The luck of the draw meant the two Howard Payne students — Tyler Olin of Howe, a social science jurisprudence and Guy D. Newman Honors Academy major, and Christopher Freeland of Bangs, a theater education major — went on the offensive, debating the merits of having such a “regret.”
The British team, Rebecca Howarth and Richard Hunter, countered with social media’s benefits to communication. HPU’s guests are involved in a 52-day tour of American colleges, organized by the British National Debate Team Committee for International Discussion and Debate and the English-Speaking Union.
Each side could have been arguing the opposite stance. During the question-and-answer session with the audience that followed, the visitors from Britain agreed that if assignments had been reversed, their approach would have been much the same as that taken by HPU’s team.
The biographies of the British visitors showed they have vast experience and impressive credentials in international debate. The two local underclassmen, both classified as juniors at HPU, performed well, holding their own in what seemed to be a respectful dialogue rather than quarrel.
The presentation served several purposes beyond a mere cultural exchange between scholars from two nations, as significant as that is. It illustrated how controversial topics can be debated with reason and courtesy, a lesson many need to learn these days. It also provided an opportunity for American students to sharpen their skills against international speakers.
The event opened some eyes to a growing problem, too. At least, it did mine.

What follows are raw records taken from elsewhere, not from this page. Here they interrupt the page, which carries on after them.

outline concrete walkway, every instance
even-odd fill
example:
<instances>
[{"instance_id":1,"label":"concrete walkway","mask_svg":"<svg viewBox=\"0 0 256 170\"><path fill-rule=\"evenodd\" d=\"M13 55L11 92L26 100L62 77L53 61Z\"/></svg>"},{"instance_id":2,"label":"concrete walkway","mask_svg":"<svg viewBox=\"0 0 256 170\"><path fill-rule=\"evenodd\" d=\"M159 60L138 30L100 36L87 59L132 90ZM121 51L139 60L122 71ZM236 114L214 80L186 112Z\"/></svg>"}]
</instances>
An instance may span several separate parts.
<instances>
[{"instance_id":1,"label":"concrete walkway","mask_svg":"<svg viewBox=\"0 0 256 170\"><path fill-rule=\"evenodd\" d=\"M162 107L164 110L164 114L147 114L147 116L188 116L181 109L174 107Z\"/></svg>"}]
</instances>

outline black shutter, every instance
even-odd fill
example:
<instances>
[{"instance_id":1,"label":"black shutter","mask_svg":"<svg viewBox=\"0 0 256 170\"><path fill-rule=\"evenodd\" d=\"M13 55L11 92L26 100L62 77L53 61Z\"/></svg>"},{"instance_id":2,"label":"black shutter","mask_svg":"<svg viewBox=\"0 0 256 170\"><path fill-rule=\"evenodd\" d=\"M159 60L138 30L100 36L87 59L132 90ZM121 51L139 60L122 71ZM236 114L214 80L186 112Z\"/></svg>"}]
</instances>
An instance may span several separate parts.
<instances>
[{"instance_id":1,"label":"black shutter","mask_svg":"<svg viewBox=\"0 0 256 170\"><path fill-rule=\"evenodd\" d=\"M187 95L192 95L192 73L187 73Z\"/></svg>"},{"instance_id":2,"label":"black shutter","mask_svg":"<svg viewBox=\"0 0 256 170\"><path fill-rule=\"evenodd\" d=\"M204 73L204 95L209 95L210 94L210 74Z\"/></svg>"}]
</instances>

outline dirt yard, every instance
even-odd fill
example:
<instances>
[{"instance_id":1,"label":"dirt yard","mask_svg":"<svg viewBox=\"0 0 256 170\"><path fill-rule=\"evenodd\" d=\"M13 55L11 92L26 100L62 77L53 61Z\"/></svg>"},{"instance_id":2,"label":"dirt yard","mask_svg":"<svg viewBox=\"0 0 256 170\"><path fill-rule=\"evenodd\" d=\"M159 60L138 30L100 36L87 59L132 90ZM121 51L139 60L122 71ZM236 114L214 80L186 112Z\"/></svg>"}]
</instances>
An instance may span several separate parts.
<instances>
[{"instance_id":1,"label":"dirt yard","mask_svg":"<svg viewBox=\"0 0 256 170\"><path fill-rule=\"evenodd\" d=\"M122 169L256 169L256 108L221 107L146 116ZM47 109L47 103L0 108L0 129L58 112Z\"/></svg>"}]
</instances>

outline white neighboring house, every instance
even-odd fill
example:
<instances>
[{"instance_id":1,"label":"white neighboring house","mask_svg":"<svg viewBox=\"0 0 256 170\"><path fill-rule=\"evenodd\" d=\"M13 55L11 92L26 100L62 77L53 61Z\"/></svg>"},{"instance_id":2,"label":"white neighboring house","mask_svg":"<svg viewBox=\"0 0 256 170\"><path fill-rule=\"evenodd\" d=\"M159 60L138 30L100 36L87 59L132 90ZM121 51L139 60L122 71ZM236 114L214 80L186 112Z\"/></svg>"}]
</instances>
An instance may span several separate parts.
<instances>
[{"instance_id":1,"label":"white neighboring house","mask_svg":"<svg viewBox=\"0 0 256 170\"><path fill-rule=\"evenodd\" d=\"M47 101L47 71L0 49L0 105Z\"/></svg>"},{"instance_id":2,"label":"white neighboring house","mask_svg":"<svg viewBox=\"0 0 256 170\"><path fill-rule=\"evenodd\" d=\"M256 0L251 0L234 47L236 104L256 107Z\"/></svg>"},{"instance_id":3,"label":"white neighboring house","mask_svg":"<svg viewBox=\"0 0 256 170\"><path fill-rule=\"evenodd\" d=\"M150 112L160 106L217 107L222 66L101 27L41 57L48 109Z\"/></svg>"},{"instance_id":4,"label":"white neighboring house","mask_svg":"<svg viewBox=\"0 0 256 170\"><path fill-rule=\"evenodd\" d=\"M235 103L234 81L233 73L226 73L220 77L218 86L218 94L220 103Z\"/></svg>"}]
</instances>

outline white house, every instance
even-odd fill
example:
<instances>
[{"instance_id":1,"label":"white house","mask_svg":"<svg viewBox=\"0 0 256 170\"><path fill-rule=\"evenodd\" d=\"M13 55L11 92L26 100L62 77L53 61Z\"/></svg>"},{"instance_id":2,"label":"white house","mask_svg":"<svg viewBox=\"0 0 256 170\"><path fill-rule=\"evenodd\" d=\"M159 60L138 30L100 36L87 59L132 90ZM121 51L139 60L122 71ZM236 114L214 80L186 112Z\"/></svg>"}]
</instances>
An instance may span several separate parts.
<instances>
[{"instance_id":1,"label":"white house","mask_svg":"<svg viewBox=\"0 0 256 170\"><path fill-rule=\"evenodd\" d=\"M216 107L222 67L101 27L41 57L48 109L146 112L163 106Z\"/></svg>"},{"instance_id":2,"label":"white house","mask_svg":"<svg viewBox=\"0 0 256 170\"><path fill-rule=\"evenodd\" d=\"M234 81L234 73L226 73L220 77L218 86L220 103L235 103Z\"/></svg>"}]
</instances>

During the debate, each side outlined reasons that supported “regretting” or not regretting social media. It was mostly a philosophical exchange that didn’t advance to include any specific proposals on how a government might maintain oversight. In free societies such as the democracies represented, deciding how much regulation is appropriate — even constitutional — would demand more time than the approximately one hour the teams were allocated for discussion.
But self-regulation and parental supervision are something else. No legislation needs to be drafted, and no parliamentary debate is required. The only dispute might involve the negotiations between parents and their youngsters who have become addicted to their electronic devices.
Adults might want to reconsider the extent of their own use, as well.
Search “social media addiction,” read the articles, and decide for yourself.